Check/Resolve cross-references in separate xml files


Starting point

Let's say we have a book in xml format. This book consists of many assets and these can reference each other by a tag ref-asset with attribute path. [Path-Mask: {id}|{version} of target-asset].

Important: Assets are single files and there is no merged, complete file.

Exemplary XML (merged for better visual view)

<book>
    <!-- file a.xml -->
    <asset id="1" version="1.0">
        <name>Prolog</name>
    </asset>
    <!-- file b.xml -->
    <asset id="2" version="2">
        <name>Table of content</name>
        <list>
            <item><ref-asset path="1|1.0">Prolog</ref-asset></item>
            <item><ref-asset path="2|2.0">Table of content</ref-asset></item>
            <item><ref-asset path="3|1.1">FooBar</ref-asset></item>
        </list>
    </asset>
    <!-- file c.xml -->
    <asset id="3" version="1.1">
        <name>FooBar</name>
    </asset>
</book>

Request

  • Check all ref-asset if linked target is in book.
  • Create report about results [exists, not exists, asset exists but wrong version, ...]
  • [in addition: Replace the reference with the content of target.]

Settings

  • Saxon 9.6.x EE XSLT 2.0
  • Java
  • 100 up to x thousand single documents (combined filesize: upper 3 digit Mb)

How to solve

First attempt function collection() + function document():

Search for all single asset-files on filesystem via collection(), load them into process via document() and search for matching hits.

Second attempt Merged, complete File:

Merge all single assets into book and match via xsl:key or similiar techniques.


Question(s)

  • Is collection() capable of loading thousands of documents and still perform well with a followed document() to process the asset?
  • How to "index" run-timed loaded documents [still via xsl:key?] to search efficiently?

Further hints are highly appreciated / No specific stylsheet needed [i will do it on my own, as soon as i know what way to go].


EDITs: collection() returns already a sequence of document nodes, so document() might be unnecessary.


Solution

  • Questions about performance are always product-dependent, so it would be easier to answer if the question were Saxon-specific.

    I have often used the collection() function in Saxon to process thousands of input documents, and yes, it is quite capable of doing this.
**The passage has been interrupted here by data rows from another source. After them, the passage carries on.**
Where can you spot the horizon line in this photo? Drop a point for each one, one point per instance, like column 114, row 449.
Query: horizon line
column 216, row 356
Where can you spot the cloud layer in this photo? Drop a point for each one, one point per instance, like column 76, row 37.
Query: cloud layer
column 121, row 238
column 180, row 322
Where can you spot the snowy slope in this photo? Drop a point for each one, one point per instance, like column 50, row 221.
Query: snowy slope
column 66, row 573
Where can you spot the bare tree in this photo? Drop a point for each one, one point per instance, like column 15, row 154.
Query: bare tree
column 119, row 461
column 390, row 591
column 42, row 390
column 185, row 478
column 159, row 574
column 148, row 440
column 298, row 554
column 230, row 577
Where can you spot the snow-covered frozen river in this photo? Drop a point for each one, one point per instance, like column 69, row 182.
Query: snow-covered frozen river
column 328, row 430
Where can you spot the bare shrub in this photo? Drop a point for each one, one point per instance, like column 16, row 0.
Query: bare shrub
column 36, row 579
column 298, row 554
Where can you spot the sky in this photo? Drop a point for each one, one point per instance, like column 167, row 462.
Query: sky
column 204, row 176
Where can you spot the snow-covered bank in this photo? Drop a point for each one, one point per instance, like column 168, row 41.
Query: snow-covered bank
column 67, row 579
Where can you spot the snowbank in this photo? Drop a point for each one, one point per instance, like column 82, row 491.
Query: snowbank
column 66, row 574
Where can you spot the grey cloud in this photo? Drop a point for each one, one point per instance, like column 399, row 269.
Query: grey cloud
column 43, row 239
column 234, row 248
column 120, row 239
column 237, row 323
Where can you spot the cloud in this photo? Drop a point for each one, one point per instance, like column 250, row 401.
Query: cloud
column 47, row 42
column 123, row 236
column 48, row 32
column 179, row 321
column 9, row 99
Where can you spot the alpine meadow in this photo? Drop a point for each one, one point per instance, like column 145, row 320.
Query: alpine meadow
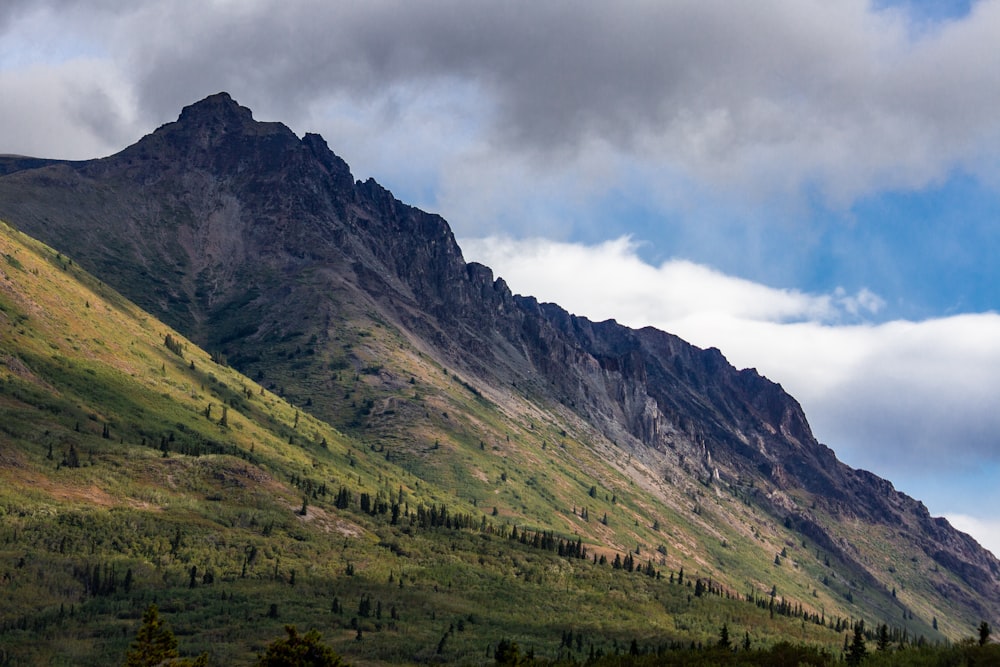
column 245, row 396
In Saxon-EE, collection() is multi-threaded so you can be parsing multiple documents in parallel on a multi-core machine.

    Indexing is a bit tricky because the key() function can only search one document. We studied a very similar problem during the performance workshop at the Oxford XML Summer School a couple of weeks ago, and solved the problem (getting a ten-fold speed-up) by using the new XSLT 3.0 feature of maps. Something like this:

    <xsl:variable name="index" as="map(xs:string, element(asset))">
      <xsl:map>
        <xsl:for-each select="collection('....')/asset">
          <xsl:map-entry key="@id || '|' || @version"
                         select="."/>
        </xsl:for-each>
      </xsl:map>
    </xsl:variable>
    
    <xsl:template match="ref-asset">
      <xsl:variable name="asset" select="$index(@path)"/>
      ....
    </xsl:template>